Single-Source Shortest Path

The most short-circuit problem is the most fundamental problem in graph theory. There are also many times of appearance in the interview questions, and many problems such as the least number of steps can be converted to the most short-circuit problem, this article introduces two algorithms for single-source shortest path. The single-source shortest path is fixed with a starting point, and the shortest path from the single-source shortest path to all other points. It seems much easier to find the shortest path between two fixed points, however, the complexity is the same, so we have extensively discussed the single-source shortest path.

1Bellman-Ford algorithm we define the distance from point s to the destination point I to d [I], so we need I = 0 to I = E-1 (E is the vertex) all d [I]. Divide the problem into subproblems. Assume that the vertex j and I have an edge connection. D [I] = min {d [j] + (weight of the edge from j to I )}. Note that: If there is a circle in the graph, for example, if I to j is 3 and j to I is 4, we do not know whether to calculate d [I] Or d [j] First, at this time, we only need to initialize all d [I] to INF (I is not s), so it does not matter which one is calculated first. Even if the value of d [j] + (the edge weight from j to I) is smaller than that of d [I], we update the value of d [I. In this way, we can directly use this recursive link to write the code as follows:

Struct edge {int from, to, cost} // structure of the edge: costedge es from vertex to vertex [MAX_E]; // edge array int d [MAX_V]; // distance array int V, E; // Number of vertices and number of edges void shortest_path (int s) {for (int I = 0; I
 
  
D [e. form] + e. cost) {// find the d [e. to] = d [e. from] + e. cost; update = true ;}} if (! Update) break; // after all vertices are updated, end }}
 

Complexity: while can be recycled at most | V |-1 times, so it is O (| V | * | E | ).
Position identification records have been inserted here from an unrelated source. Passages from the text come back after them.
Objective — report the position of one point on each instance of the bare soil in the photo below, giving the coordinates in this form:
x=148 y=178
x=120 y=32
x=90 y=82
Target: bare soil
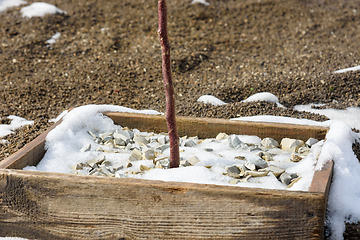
x=109 y=53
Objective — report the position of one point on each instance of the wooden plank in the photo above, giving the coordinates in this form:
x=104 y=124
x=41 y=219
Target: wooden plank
x=210 y=127
x=30 y=154
x=49 y=205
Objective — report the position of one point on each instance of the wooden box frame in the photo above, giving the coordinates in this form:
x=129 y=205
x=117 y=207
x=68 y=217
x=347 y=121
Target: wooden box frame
x=45 y=205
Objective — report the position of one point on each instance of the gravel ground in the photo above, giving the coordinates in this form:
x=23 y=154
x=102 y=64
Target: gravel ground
x=109 y=53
Note:: If there is a negative circle in the graph (for example, I to j is-1, and j to I is-2), the shortest path will keep an infinite loop along the negative circle... We can determine that if the while th | V | th loop is also updated, there will be a negative circle.
The Dijkstra algorithm of 2Dijkstra algorithm is a special case, that is, when there is no negative edge in the figure, this situation is very suitable for the actual situation, such as the distance between two travel destinations. Since they are all positive numbers, we can think about it. If d [j] is not sleeping at the shortest distance, even if d [I] = d [j] + (weight) is updated, d [I] is not the shortest distance. In addition, in each cycle of vertex V in the code above, it is a waste of time to check all the edges connected to the vertex. Therefore, the greedy algorithm is modified as follows: (1) locate the vertex determined by the shortest distance and update the distance between adjacent vertices from it. (2) You don't have to worry about the points that have been determined. This definite vertex is the vertex with the smallest distance among unused vertices. Because there is no negative edge, this definite vertex will not become smaller in subsequent updates.
In this figure, the order of vertices is as follows: A, C, B, D, E, and F:

Int cost [MAX_V] [MAX_E] int d [MAX_V]; bool used [MAX_V]; int V; void dijkstra (int s) {fill (d, d + V, INF); fill (used, used + V, false); d [s] = 0; while (true) {int v =-1; for (int u = 0; u
 
  
The complexity of this writing method is O (| V | ^ 2). Most of the time in the Code is spent searching for the next vertex. We can use a good data structure to protect this vertex, to obtain the minimum value in the set when a value is inserted, the best data structure is heap. The element in the heap is known as O (| V |), and O (| E |) needs to be updated) so the complexity is O (| E | log | V | ).
  

  
The following uses the priority queue (priority_queue) in STL ):
  
Struct edge {int to, cost} typedef pair
   
    
P; // first is the shortest distance, and second is the vertex number int d [MAX_V]; vector
    
     
G [MAX_V]; // The int V of the adjacent table; void dijkstra (int s) {priority_queue
     
      
, Greater
      
> Que; // greater indicates fill (d, d + V, INF) from small to large; d [s] = 0; que. push (P (0, s); while (! Que. empty () {P p = que. top (); // retrieve the exact vertex que. pop (); int v = p. second; if (d [v]
       
        
D [v] + e. cost;) {d [e. to] = d [v] + e. cost; que. push (P (d [e. to], e. to); // puts the update distance and points into the heap }}}}
       
     
    
   
If the Fibonacci heap is used, the performance can be improved, which is a little complicated. In short, the performance of the Dijkstra algorithm is superior to that of the Bellman-Ford Algorithm without negative edges. Therefore, this method is very important and requires careful research on its principles.